Ao conhecer essa história é difícil não se comover, parar e pensar na vida, nas superações e em tudo o que acontece de bom.

Para a mamãe Stefania, e sua pequena Bea, as coisas estavam indo muito bem. Ela e o marido receberam com muito entusiasmo a notícia da gravidez, foram meses de muita expectativa para o casal que não via a hora de comemorar a chegada da filha.

Finalmente chegou a hora de correr para o hospital e dar a luz a sua filha Bea que nasceu conforme o planejado, aparentemente em bom estado de saúde sem maiores preocupações. Os pais e a família confraternizaram e seguiram suas vidas cuidando da bebê.

Enquanto ela crescia, nada havia chamado atenção, até que ela completou 7 meses de vida.

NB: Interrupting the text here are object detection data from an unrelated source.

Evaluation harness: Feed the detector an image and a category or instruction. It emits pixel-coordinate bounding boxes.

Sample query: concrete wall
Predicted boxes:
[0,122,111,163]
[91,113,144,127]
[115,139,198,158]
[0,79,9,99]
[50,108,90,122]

Um dia, no momento em que a mãe dava banho na pequena Bea, a bebê quebrou o pulso. Não foi por descuido, a mãe sempre tratou a filhinha com todo o cuidado que uma criança precisa. Stefania completamente assustada levou a filha para o atendimento médico no hospital, mas os médicos não tinham um diagnóstico exato do que poderia estar acontecendo com a menininha.

No primeiro momento, tudo o que a mãe aflita ouviu, foi que sua filha sofria de uma doença única, sem informações da doença. O corpo de Bea estava sofrendo de uma doença desconhecida que fazia as articulações se calcificar, daí os médicos passaram a chamá-la de menina de pedra. Algo difícil para os pais ficarem ouvindo, faltou sensibilidade por parte da equipe em não rotular a criança.

Para piorar, Stefania soube que estava com um tumor. Então ela além de cuidar da própria saúde, teve de encontrar forças para cuidar da filha. A família que antes estava feliz passou viver com muito esforço para manter a tranquilidade.

Pessoas de vários lugares no mundo se sensibilizaram e se empenharam em ajudar a família italiana.

Luto na família.

Apesar de toda a luta, Stefania não resistiu e faleceu deixando a filha, Bea aos cuidados da família e do pai que ainda lutam para oferecer as melhores condições de conforto e tratamento para a menina guerreira.

Bea continua precisando de muito apoio, todos os esforços estão sendo realizados com esperança de que um dia ela possa superar essa doença única.